Traditional methods for training reward models rely heavily on specific examples tied to prompts, which can lead to confusion between what humans actually want and irrelevant factors, such as how long a response is. This makes it hard for models to accurately understand and follow human preferences, leading to issues like reward hacking where the model finds shortcuts that don't align with true human intentions.
What's the solution?
To solve these problems, the researchers introduced a new framework that focuses on learning preferences without being influenced by irrelevant factors. They developed a causal framework and a data augmentation technique to filter out these unwanted artifacts. Their experiments showed that this new approach significantly improved the performance of the reward models, increasing accuracy and making them more reliable in real-world applications.
Why it matters?
This research is important because it enhances the training process for AI systems, making them more robust against potential issues that can arise from imperfect reward systems. By improving how LLMs learn from human feedback, this work helps create AI that better understands and aligns with human values, which is crucial for developing trustworthy and effective intelligent systems.
Abstract
Reward models (RMs) play a pivotal role in aligning large language models (LLMs) with human preferences. However, traditional RM training, which relies on response pairs tied to specific prompts, struggles to disentangle prompt-driven preferences from prompt-independent artifacts, such as response length and format.

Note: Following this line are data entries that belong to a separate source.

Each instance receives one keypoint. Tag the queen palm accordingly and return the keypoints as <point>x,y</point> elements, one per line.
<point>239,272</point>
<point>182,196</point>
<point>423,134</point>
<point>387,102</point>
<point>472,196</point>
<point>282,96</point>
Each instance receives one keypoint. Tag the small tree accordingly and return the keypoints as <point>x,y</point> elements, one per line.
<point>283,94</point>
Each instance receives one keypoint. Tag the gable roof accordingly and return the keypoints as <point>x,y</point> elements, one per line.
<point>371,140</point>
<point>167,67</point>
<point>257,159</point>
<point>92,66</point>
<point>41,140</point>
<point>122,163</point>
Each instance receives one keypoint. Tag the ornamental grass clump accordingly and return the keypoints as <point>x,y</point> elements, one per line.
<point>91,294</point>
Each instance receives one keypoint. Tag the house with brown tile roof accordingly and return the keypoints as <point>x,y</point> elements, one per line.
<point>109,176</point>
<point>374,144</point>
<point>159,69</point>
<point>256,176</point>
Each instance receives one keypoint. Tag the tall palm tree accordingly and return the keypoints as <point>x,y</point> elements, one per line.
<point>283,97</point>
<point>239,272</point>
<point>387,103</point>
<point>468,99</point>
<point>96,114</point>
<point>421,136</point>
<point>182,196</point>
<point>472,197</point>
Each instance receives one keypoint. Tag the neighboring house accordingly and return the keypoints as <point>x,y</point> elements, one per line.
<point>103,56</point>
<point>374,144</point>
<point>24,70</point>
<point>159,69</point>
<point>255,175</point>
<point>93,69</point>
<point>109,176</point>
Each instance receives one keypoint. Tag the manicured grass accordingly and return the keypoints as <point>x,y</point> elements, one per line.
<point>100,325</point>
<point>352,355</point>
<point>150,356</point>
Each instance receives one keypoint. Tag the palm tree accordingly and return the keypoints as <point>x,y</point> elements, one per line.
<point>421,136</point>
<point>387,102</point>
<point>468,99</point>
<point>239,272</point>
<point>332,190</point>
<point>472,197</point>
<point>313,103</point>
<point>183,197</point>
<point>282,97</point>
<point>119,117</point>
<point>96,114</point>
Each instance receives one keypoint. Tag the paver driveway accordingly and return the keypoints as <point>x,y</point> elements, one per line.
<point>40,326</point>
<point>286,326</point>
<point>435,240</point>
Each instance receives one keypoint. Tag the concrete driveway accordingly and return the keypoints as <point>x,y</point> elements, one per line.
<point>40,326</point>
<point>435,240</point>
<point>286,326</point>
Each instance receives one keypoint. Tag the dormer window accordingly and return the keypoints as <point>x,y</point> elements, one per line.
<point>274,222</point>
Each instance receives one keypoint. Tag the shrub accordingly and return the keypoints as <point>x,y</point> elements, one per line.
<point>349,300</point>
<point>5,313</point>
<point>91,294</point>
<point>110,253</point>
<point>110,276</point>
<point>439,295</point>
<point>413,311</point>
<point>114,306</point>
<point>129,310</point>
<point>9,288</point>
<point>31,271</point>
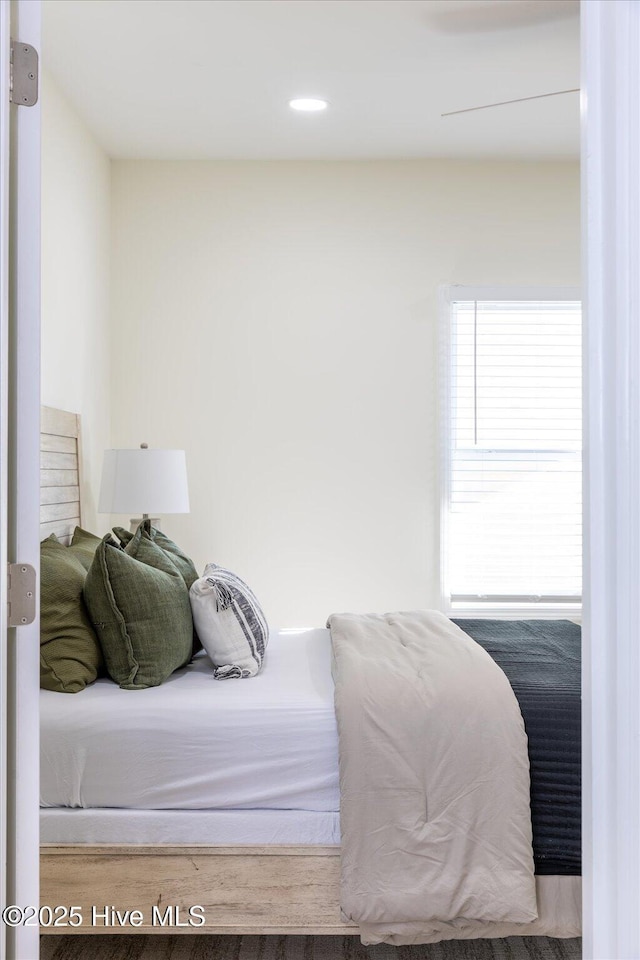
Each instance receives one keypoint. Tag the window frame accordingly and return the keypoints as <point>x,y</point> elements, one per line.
<point>448,294</point>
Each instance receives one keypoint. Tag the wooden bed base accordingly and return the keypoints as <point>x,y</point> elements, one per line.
<point>241,890</point>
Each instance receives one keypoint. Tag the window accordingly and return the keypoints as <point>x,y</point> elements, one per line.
<point>513,488</point>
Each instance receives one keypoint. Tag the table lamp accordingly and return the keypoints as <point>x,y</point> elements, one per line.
<point>144,481</point>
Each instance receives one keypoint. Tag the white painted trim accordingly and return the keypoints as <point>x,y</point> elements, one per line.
<point>509,292</point>
<point>611,661</point>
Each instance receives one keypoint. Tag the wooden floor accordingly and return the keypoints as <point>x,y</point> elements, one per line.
<point>203,947</point>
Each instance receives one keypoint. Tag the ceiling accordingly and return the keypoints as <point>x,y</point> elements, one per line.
<point>195,79</point>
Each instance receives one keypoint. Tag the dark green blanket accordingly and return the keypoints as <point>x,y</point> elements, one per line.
<point>541,658</point>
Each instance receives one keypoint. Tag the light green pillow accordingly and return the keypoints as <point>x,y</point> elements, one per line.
<point>184,564</point>
<point>70,656</point>
<point>139,606</point>
<point>84,545</point>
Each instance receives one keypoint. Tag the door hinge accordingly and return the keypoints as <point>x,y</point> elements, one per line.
<point>23,83</point>
<point>21,594</point>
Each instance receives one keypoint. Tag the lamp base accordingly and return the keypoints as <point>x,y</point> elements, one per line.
<point>136,521</point>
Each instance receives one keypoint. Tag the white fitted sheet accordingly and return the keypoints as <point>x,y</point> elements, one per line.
<point>267,742</point>
<point>215,827</point>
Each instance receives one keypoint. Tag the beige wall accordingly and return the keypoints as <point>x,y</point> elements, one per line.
<point>279,321</point>
<point>76,199</point>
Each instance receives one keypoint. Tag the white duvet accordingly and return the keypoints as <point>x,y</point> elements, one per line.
<point>267,742</point>
<point>434,781</point>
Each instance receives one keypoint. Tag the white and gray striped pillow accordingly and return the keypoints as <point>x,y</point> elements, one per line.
<point>230,623</point>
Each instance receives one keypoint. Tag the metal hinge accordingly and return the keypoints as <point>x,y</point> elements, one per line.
<point>23,84</point>
<point>21,594</point>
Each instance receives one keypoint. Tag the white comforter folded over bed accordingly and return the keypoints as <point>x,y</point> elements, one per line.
<point>434,780</point>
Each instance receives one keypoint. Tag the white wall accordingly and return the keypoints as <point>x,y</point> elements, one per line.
<point>279,321</point>
<point>76,214</point>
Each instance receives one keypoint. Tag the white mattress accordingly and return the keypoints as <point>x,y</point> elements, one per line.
<point>194,743</point>
<point>235,827</point>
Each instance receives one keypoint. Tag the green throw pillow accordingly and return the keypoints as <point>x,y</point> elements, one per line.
<point>139,606</point>
<point>183,563</point>
<point>84,545</point>
<point>70,656</point>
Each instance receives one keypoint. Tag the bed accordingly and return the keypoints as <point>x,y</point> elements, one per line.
<point>221,795</point>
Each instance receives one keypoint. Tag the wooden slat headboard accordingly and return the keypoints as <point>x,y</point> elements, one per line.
<point>59,473</point>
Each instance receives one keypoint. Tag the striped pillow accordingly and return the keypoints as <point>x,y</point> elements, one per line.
<point>230,623</point>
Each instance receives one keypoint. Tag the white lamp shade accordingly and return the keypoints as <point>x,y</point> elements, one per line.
<point>144,481</point>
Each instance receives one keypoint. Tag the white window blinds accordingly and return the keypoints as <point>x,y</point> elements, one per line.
<point>514,525</point>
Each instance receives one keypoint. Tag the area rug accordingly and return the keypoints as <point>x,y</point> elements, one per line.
<point>204,947</point>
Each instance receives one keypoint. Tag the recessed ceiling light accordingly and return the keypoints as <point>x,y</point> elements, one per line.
<point>309,104</point>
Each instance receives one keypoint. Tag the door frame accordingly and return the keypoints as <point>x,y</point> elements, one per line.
<point>20,426</point>
<point>611,717</point>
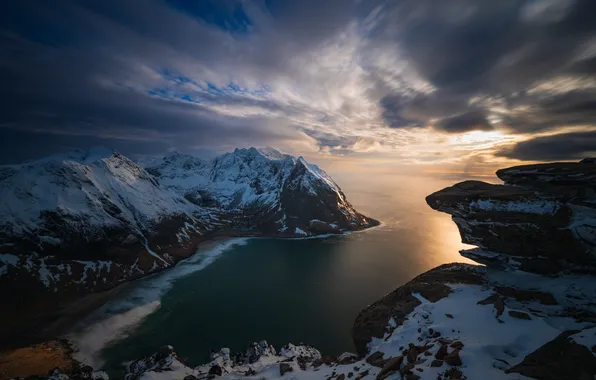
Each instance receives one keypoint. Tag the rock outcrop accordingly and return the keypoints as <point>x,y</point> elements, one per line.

In this work, we expose a fundamental limitation of current RM training methods, where RMs fail to effectively distinguish between contextual signals and irrelevant artifacts when determining preferences. To address this, we introduce a causal framework that learns preferences independent of these artifacts and propose a novel data augmentation technique designed to eliminate them. Extensive experiments show that our approach successfully filters out undesirable artifacts, yielding a more robust reward model (RRM). Our RRM improves the performance of a pairwise reward model trained on Gemma-2-9b-it, on RewardBench, increasing accuracy from 80.61% to 84.15%. Additionally, we train two DPO policies using both the RM and RRM, demonstrating that the RRM significantly enhances DPO-aligned policies, improving MT-Bench scores from 7.27 to 8.31 and length-controlled win-rates in AlpacaEval-2 from 33.46% to 52.49%.